This property is used to set a time limit on how long a data view will retain incoming data. It is useful in cases where data becomes irrelevant after a certain amount of time has passed.

Retention Period defines the length of time for which a Data View will store data. Data Retention applied at the Data View level will override Retention Period settings at the Environment level made by your Administrator. Time is always calculated from the time data is loaded into a Data Stage.

Period Precision defines the precision at which a Retention Period is applied.

For example, if a Data View's Retention Period was set to 1 year and its Period Precision was set to Month, the Retention Period would span one year back from the current day, plus the remaining days to get to the beginning of the month.

Retention Example 1

 

6/5/2016 6/5/2015 1 year Retention Period 6/1/2015 ...with Month Precision

For instance, suppose the current day is 6/5/2016.

If Data View Retention Period was set to 1 year and Period Precision was set to Month, the system would first look back one year to 6/5/2015. Then, since Precision is set to Month, the system would go to the beginning of the month, to 6/1/2015. At this point, any data that was loaded into the Data View before 6/1/2015 would be removed.

Retention Example 2

 

As another example, suppose the current day is 6/5/2016.

If Environment Retention Period was set to 1 year and Period Precision was set to Quarter, the system would first look back one year to 6/5/2015. Then, since Precision is set to Quarter, the system would go to the beginning of the quarter, to 4/1/2015. At this point, any data that was loaded into the Data View before 4/1/2015 would be removed.

Retention Period Over Time

 

Data Retention is applied once per day, and is calculated from the end of the most recent successful Run or Rebuild. If a Run or Rebuild fails, Data Retention will be calculated from the failed Run/Rebuild's start time.

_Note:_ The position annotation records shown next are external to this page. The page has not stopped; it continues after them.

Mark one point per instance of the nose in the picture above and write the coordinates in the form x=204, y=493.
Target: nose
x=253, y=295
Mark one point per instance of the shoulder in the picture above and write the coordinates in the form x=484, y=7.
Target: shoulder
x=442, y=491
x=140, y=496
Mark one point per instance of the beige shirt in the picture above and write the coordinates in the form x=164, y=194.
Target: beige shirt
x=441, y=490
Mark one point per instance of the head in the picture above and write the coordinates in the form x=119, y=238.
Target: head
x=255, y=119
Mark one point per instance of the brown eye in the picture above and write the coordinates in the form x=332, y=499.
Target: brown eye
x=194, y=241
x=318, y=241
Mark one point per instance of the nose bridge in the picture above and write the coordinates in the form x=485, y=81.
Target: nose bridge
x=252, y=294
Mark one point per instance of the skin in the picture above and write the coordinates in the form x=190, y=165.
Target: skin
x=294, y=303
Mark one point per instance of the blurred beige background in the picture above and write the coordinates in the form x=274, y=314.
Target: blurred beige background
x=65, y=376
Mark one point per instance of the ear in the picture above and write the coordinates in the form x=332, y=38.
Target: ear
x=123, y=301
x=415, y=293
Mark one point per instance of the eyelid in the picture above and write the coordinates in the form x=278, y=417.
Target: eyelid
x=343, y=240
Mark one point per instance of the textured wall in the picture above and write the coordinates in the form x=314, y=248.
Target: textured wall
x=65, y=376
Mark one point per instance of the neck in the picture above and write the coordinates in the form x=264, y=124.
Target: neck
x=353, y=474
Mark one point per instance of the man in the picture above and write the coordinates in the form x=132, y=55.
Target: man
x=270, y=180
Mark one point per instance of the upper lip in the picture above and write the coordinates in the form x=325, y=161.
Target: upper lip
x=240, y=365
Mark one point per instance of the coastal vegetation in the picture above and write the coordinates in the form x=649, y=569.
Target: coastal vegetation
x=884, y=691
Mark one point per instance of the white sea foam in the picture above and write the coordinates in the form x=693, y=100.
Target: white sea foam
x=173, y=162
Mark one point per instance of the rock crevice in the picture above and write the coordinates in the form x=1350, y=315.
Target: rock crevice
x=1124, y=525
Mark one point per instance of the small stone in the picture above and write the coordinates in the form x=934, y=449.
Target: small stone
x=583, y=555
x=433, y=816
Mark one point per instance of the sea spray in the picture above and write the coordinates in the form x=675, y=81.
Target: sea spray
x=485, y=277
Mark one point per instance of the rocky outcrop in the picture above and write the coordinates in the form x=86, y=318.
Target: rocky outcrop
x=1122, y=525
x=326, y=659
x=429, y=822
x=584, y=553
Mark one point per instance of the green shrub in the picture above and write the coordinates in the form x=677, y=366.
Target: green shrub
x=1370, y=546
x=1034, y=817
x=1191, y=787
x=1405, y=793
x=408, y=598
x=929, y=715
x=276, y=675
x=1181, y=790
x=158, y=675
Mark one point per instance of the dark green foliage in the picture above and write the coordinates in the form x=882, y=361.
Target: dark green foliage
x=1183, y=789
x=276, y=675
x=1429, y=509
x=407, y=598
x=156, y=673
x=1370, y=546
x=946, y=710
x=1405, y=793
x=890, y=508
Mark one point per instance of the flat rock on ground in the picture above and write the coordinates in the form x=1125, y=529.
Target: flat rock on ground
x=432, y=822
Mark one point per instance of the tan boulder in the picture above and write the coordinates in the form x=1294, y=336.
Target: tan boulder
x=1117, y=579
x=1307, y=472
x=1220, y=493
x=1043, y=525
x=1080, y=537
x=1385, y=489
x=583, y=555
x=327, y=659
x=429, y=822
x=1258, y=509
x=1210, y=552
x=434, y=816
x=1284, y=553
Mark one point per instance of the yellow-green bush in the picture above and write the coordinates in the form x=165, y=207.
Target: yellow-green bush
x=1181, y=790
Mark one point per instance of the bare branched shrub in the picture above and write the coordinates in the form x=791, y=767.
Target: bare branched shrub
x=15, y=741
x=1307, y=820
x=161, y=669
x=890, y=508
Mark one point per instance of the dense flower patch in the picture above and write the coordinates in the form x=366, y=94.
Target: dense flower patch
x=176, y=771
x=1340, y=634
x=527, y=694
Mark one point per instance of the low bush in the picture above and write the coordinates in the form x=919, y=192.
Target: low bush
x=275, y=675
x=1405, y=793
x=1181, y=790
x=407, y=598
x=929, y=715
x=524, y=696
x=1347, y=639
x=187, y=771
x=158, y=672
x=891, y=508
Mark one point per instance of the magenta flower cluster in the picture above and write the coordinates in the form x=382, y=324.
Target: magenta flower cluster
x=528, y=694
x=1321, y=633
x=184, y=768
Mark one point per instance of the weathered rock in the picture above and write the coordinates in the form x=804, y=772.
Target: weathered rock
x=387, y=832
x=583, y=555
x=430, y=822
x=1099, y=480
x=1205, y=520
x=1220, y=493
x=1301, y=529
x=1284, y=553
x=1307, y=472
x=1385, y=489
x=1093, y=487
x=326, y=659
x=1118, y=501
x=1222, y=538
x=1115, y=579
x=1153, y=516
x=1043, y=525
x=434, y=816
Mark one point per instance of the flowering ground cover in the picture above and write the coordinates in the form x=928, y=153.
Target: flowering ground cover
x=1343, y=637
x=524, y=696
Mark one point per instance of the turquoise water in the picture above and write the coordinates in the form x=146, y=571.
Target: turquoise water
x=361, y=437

Retention Period Data Flush

 

Over time, data will be flushed from Data Views based on the Data Retention settings specified. For instance, in the example above, data from Load 1 on 4/29/2015 is flushed on 5/1/2016. This is because a 1 year retention period with Month precision is used; so, on 5/1/2016, the 4/29/2015 Load falls outside of the calculated Retention period (which spans from 5/1/2015 to 5/1/2016).

Interaction with Data Store Retention

When setting Data View Retention, you also need to consider any Retention settings made to the Data Stores that feed the Data View because these settings may interact.

Data Partition

This property is used to index data into partitions. Partitioning can optimize load time when a data view is queried during data exploration.

Note: Data Partitions are not supported if you are running Data360 DQ+ on Azure.

Identity Fields

When a Data View contains Secure Fields, Identity Fields are required to ensure the ability to uniquely identify each record in your dataset.

Doing so will protect against cases where the Secure Field was assumed to be the Identity Field, because once a Secure Field is encrypted to a random value, you will no longer be able to use it to uniquely identify records. This is mostly important for auditing purposes, so that the system can accurately track which users have viewed the content of a secure field.

As such, in addition to being required when creating Secure Fields, it is also required that your Identity Field(s) be different fields than your Secure Fields.

Data Load

This setting allows you to specify which data stores to pull from during execution and which parts of those data stores should be loaded.

Default Behavior: New Data Since Last Load, for all Data Stores used in the Data View.

Data Load Range Options

All

This setting will pull all data currently residing in the Data View's Data Stores, whenever the Data View runs. For this reason, All works best for static Data Stores.

Because the All setting pulls all data currently residing in a Data View's Data Stores, it can cause unwanted results if you happen to Run the Data View multiple times.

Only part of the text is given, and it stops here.